InterMimic: Towards Universal Whole-Body Control for Physics-Based Human-Object Interactions

Sirui Xu¹, Hung Yu Ling², Yu-Xiong Wang¹^†, Liang-Yan Gui¹^†,

¹University of Illinois Urbana Champaign, ²Electronic Arts

^†Equal Advising

CVPR 2025 Highlight

InterMimic enables simulated humans to perform physical interactions, featuring scalable skill learning covering diverse objects.

Abstract

Achieving realistic simulations of humans interacting with a wide range of objects has long been a fundamental goal. Extending physics-based motion imitation to complex human-object interactions (HOIs) is challenging due to intricate human-object coupling, variability in object geometries, and artifacts in motion capture data, such as inaccurate contacts and limited hand detail. We introduce InterMimic, a framework that enables a single policy to robustly learn from hours of imperfect MoCap data covering diverse full-body interactions with dynamic and varied objects. Our key insight is to employ a curriculum strategy -- perfect first, then scale up. We first train subject-specific teacher policies to mimic, retarget, and refine motion capture data. Next, we distill these teachers into a student policy, with the teachers acting as online experts providing direct supervision, as well as high-quality references. Notably, we incorporate RL fine-tuning on the student policy to surpass mere demonstration replication and achieve higher-quality solutions. Our experiments demonstrate that InterMimic produces realistic and diverse interactions across multiple HOI datasets. The learned policy generalizes in a zero-shot manner and seamlessly integrates with kinematic generators, elevating the framework from mere imitation to generative modeling of complex human-object interactions.

Results

Interactive Motor Skills by SMPL-X Humanoids

Interactive Motor Skills by Unitree G1 with Inspire Hands

Retargeting by RL + Forward Dynamics: A better solution for Contact-Rich HOIs

Scaling Up Whole-Body Interactive Skills

InterMimic is grounded on the key insight of tackling the challenges of skill perfection and skill integration progressively. We implement a curriculum-based teacher-student distillation framework, where multiple teacher policies focus on imitating, retargeting, and refining small subsets of interactions, and a student policy integrates these skills from the teachers.

Teacher policy

Student Policy

Comparison to ground truth interactions from MoCap

InterMimic can serve as a post-processing tool for MoCap by correcting contact artifacts.

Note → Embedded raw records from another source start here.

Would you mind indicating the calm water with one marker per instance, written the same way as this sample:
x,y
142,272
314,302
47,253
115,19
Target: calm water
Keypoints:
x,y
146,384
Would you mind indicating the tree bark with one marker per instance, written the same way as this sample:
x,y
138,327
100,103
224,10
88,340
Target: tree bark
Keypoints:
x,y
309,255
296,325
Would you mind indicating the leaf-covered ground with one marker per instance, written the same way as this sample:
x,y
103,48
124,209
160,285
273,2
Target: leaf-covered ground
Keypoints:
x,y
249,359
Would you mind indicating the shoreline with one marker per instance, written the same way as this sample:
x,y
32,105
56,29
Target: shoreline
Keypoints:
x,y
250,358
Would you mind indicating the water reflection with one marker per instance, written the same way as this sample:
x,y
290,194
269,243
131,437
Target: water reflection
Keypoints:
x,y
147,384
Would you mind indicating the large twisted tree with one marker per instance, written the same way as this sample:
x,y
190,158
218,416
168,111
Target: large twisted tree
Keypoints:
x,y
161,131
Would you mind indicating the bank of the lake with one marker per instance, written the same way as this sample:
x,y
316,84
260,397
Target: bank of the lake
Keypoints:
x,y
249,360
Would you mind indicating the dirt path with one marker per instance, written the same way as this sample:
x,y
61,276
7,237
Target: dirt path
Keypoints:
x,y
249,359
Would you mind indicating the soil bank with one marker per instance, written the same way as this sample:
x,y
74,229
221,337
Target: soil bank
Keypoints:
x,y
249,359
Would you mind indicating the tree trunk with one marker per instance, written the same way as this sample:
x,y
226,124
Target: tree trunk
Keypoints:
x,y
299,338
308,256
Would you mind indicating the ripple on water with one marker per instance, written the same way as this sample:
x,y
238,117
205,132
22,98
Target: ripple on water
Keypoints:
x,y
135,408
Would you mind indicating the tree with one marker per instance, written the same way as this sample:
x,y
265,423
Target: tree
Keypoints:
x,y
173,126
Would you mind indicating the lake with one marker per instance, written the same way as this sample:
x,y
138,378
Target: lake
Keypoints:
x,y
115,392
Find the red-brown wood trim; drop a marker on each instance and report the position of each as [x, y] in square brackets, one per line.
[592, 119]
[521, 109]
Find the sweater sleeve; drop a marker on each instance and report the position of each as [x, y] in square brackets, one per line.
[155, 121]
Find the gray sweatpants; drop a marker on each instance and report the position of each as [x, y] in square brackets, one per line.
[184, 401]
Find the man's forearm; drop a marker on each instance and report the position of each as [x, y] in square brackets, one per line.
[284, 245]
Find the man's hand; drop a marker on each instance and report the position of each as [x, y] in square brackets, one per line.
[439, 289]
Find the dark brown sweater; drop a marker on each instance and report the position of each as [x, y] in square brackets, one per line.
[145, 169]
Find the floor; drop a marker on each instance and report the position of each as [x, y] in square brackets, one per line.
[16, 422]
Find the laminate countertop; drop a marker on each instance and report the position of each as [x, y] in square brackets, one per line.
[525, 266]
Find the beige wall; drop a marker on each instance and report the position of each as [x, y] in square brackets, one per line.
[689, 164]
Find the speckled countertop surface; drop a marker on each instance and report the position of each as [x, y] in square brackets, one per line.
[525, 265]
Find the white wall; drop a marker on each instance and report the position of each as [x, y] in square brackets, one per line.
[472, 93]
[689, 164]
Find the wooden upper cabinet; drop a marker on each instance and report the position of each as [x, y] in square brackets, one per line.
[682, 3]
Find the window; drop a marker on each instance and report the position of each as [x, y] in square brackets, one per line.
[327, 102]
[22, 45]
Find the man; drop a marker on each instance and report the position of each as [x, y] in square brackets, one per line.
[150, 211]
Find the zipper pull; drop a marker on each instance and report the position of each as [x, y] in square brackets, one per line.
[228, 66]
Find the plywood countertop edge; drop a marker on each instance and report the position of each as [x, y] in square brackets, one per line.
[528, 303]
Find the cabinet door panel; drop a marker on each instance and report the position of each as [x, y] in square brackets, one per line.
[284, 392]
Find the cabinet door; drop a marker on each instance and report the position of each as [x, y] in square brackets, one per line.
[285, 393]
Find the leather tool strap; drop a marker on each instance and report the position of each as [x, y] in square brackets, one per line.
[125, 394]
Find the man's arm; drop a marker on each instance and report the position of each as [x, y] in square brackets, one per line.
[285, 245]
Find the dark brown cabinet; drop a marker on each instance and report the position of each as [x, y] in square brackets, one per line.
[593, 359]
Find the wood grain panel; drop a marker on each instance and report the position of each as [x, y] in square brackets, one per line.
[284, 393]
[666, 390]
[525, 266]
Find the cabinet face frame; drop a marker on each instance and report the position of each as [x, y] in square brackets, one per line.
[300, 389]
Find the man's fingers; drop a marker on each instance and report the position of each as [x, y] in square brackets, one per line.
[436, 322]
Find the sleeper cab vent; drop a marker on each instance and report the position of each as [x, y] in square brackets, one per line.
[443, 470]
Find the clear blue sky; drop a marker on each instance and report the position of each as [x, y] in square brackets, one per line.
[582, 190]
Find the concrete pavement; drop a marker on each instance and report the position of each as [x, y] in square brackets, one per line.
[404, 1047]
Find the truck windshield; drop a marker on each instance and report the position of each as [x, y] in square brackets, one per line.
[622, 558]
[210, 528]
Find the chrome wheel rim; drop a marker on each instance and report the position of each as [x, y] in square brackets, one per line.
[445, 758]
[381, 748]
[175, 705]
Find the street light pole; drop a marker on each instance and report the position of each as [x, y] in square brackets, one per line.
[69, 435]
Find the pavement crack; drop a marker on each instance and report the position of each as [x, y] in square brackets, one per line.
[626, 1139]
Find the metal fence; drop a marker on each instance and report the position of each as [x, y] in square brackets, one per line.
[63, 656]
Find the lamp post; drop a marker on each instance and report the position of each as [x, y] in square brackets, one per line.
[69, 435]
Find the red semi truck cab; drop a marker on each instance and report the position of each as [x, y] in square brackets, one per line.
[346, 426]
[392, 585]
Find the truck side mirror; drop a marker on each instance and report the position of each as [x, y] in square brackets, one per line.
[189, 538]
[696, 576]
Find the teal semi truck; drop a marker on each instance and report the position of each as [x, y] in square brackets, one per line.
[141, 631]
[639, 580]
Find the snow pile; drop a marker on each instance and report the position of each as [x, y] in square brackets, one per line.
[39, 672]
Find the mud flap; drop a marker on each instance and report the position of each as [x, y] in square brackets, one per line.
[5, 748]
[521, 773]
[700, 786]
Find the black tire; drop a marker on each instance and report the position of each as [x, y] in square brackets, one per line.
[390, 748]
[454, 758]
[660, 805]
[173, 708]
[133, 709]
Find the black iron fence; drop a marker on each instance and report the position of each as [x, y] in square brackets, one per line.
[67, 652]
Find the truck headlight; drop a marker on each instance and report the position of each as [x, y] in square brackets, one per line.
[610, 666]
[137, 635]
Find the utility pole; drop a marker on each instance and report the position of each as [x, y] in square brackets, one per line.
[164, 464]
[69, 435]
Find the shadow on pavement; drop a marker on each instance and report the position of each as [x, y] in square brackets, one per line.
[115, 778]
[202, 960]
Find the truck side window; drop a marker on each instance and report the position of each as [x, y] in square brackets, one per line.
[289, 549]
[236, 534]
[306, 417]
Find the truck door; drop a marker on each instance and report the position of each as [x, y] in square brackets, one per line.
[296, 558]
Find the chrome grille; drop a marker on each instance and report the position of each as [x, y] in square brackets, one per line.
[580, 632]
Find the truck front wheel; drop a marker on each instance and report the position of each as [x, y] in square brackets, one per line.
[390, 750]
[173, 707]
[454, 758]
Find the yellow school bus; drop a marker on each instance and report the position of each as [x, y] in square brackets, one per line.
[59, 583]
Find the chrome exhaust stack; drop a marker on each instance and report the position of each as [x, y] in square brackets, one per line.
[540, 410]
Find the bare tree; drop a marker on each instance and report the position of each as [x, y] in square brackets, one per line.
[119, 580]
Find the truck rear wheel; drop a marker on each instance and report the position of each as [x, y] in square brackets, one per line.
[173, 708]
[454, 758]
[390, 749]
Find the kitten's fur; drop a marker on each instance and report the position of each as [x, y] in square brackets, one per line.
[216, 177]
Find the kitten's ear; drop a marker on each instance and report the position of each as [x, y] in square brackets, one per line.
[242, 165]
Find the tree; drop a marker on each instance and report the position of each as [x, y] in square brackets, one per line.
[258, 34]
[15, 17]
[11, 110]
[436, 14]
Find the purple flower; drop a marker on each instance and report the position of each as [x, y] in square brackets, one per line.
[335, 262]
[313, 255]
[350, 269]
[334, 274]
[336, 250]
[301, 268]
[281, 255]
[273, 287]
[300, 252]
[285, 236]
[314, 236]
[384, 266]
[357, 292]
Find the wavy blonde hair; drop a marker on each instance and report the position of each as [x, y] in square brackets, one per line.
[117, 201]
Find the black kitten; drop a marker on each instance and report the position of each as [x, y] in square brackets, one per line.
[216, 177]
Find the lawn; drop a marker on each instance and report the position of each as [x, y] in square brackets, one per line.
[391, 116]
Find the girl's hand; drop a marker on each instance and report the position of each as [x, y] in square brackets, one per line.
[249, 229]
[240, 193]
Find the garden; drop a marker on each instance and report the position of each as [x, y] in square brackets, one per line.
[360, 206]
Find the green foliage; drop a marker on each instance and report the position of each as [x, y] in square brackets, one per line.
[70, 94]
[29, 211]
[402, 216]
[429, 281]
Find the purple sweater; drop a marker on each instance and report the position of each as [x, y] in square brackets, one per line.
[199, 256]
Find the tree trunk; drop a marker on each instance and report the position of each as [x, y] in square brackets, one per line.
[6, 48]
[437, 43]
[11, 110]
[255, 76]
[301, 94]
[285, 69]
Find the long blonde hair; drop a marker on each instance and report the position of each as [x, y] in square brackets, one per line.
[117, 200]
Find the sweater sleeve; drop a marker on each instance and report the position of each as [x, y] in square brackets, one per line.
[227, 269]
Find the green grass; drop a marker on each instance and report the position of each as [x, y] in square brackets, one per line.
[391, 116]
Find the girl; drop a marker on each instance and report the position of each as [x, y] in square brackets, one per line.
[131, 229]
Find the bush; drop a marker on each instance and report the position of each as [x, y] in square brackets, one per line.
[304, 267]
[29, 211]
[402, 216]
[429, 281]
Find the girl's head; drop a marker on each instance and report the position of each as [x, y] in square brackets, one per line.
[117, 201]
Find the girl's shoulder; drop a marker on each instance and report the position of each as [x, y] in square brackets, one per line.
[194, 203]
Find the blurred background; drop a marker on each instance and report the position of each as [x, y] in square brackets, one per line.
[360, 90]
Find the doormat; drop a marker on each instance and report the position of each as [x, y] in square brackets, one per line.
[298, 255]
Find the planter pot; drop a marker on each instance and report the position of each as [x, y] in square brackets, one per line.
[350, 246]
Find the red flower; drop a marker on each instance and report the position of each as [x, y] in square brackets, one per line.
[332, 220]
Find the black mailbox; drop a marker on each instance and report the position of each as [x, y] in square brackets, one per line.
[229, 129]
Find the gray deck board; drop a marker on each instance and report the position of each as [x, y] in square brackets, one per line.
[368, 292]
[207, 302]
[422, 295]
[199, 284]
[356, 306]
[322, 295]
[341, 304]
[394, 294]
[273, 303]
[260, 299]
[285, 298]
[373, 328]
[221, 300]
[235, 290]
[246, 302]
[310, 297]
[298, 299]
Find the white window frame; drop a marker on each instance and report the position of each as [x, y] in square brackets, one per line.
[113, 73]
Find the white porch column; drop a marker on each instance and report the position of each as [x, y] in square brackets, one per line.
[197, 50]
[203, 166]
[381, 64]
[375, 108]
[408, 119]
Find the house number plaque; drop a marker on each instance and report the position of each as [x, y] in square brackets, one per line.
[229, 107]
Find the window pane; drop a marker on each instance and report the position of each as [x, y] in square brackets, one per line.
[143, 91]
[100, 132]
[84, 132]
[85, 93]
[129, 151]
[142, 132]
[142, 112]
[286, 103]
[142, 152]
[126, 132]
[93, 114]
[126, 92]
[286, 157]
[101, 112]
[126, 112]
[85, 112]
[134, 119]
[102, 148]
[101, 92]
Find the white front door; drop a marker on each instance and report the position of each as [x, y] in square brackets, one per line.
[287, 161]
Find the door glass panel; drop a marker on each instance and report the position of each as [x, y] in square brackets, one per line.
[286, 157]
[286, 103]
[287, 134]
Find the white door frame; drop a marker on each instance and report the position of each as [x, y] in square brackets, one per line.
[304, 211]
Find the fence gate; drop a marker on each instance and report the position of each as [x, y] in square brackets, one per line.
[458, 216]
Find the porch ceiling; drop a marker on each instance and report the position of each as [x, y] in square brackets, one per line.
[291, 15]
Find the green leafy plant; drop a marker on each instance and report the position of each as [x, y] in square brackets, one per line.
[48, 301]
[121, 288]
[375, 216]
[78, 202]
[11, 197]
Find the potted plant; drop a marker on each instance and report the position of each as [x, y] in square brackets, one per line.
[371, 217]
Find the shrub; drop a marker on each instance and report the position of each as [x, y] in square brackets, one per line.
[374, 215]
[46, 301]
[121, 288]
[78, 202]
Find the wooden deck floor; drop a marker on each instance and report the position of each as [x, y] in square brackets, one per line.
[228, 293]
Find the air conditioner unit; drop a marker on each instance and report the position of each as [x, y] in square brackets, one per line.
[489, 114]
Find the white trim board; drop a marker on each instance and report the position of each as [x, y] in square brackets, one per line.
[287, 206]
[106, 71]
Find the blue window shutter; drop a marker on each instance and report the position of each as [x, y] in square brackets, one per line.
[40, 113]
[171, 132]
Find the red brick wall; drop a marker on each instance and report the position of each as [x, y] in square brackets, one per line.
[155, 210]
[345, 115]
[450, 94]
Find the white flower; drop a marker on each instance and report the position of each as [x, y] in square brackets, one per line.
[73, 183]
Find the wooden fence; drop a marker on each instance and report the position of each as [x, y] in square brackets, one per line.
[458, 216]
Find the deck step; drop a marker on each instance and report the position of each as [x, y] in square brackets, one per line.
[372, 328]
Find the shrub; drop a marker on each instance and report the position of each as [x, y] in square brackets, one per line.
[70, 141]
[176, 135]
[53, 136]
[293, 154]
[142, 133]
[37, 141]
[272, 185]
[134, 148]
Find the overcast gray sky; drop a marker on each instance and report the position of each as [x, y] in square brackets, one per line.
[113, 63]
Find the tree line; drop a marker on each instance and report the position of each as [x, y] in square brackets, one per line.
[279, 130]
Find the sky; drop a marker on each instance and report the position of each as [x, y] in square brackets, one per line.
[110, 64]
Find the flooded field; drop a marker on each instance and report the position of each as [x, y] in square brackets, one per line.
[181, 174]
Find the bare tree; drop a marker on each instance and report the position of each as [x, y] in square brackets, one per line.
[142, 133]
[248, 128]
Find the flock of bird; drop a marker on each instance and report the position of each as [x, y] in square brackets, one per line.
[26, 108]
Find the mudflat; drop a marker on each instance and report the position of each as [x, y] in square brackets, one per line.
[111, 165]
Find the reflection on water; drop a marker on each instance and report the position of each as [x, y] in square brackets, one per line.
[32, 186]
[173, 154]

Comparing to baselines on MoCap Imitation

InterMimic not only endures, but also addresses issues such as incorrect hand positioning and floating contacts in the reference data which the baseline method fails to correct.

Downstream Applications

Leveraging large-scale training, InterMimic achieves strong generalization and seamlessly integrates with kinematic generators. This elevates the framework beyond imitation to generative modeling, including predicting future interactions based on past or generating interactions from text prompts.

Interaction Prediction: InterDiff [Xu et al. (2023)] + InterMimic

Text to Interaction: HOI-Diff [Peng et al. (2023)] + InterMimic

Zero-Shot Cases

Leveraging large-scale training, InterMimic exhibits strong zero-shot generalization.

Generalization on Multi-Object Scenerios

InterMimic can synthesize the sequence of kicking, lifting, and relocating, generated by our student policy tracking sequentially concatenated MoCap sequences, which is unseen during training, highlighting the policy's compositionality.

Generalization on Novel Objects

InterMimic operates with novel objects from BEHAVE [Bhatnagar et al. (2022)] and NeuralDome [Zhang et al. (2023)], demonstrating the effectiveness of our object geometry and contact-encoded representation.